Beyond simply providing jobs, WorkReady is supposed to be a training wheels version of life in the adult workforce. Students have to apply for jobs and go on interviews. Their pay is deposited onto personal debit cards they can use to access their earings. 

“If all we wanted young people to do was have money we would just give them a check, but the most important part is the learning,” said Fulmore-Townsend.  “And we learn to work by working.”

A lot of kids are missing out on that lesson these days. The national youth unemployment rate is 15.6 percent, more than triple the overall mark. Meanwhile, the percentage of young people seeking work has been in freefall for years. Just 35.2 percent of Americans aged 16 to 19 are in the labor force, a figure that used to hover near 60 percent in the late 1970s. Historically the numbers have been even more dire in Philadelphia, where census data from the recession at one point showed youth unemployment at a staggering 45 percent.

Some of the changes in the youth labor market could be voluntary, with more teens preferring internships and volunteer opportunities to the old slog of flipping burgers. But Fulmore-Townsend believes it’s also a remnant of the economic recession, meaning many entry-level jobs are still clogged with more desirable and experienced adult employees.
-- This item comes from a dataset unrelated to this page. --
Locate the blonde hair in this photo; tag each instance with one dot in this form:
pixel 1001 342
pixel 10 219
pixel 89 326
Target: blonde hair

“There’s a youth employment crisis in this country,” said Fulmore-Townsend. “It’s not as easy to go to the local super-market and get a job as a cashier.”

testRiverGuides students, (from left) Selena Espiet and Christopher Stewart, test Delaware River water for dissolved oxygen. (Emma Lee/WHYY)
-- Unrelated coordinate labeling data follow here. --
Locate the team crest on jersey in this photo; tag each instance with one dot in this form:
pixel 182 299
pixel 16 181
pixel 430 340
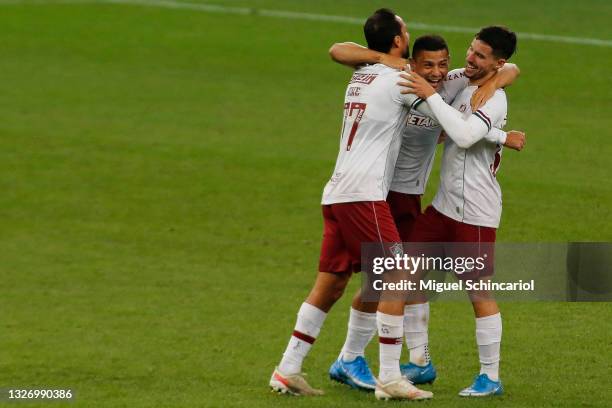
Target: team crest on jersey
pixel 363 78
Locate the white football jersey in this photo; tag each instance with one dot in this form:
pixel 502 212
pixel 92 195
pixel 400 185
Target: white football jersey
pixel 375 115
pixel 419 140
pixel 469 191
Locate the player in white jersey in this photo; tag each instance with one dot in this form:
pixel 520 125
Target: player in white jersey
pixel 354 211
pixel 467 206
pixel 430 58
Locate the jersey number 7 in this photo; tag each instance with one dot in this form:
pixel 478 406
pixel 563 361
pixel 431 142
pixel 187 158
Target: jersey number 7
pixel 349 108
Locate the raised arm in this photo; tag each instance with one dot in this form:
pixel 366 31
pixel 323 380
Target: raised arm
pixel 354 55
pixel 502 78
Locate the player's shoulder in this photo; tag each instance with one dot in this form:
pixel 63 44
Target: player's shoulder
pixel 375 73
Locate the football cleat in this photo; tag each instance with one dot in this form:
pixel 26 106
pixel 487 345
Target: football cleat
pixel 419 374
pixel 355 374
pixel 400 389
pixel 482 387
pixel 294 384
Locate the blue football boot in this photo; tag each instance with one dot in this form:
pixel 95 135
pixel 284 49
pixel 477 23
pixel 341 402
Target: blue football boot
pixel 419 374
pixel 482 387
pixel 355 374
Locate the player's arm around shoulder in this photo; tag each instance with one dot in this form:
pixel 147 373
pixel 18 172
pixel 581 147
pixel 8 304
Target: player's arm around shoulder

Thomas Doyle knows that from experience. The Frankford High School student said he’d sought a number of jobs in the past, a job hunt that included the obligatory McDonald’s application. But none came through before WorkReady. His last summer was spent riding his bike with friends and “doing nothing.”

Josh Urquhart, 17, another WorkReady recipient at Philadelphia Wooden Boat Factory, said he played in a football league last summer. The summer before he was “in the house all day, eating candy, [and] being lazy.” Like Doyle, Urquhart prefers a busy, productive summer to idling at home.

“You come out. You’re here with your friends and it’s a bunch of fun,” he said.

Urquhart said he’s earned about a thousand dollars so far and squirreled almost all of it away. The same is largely true for Doyle. But he did allow himself one splurge: a pair of Jordan’s he spotted at the mall.

“I liked them, so I bought them,” he said.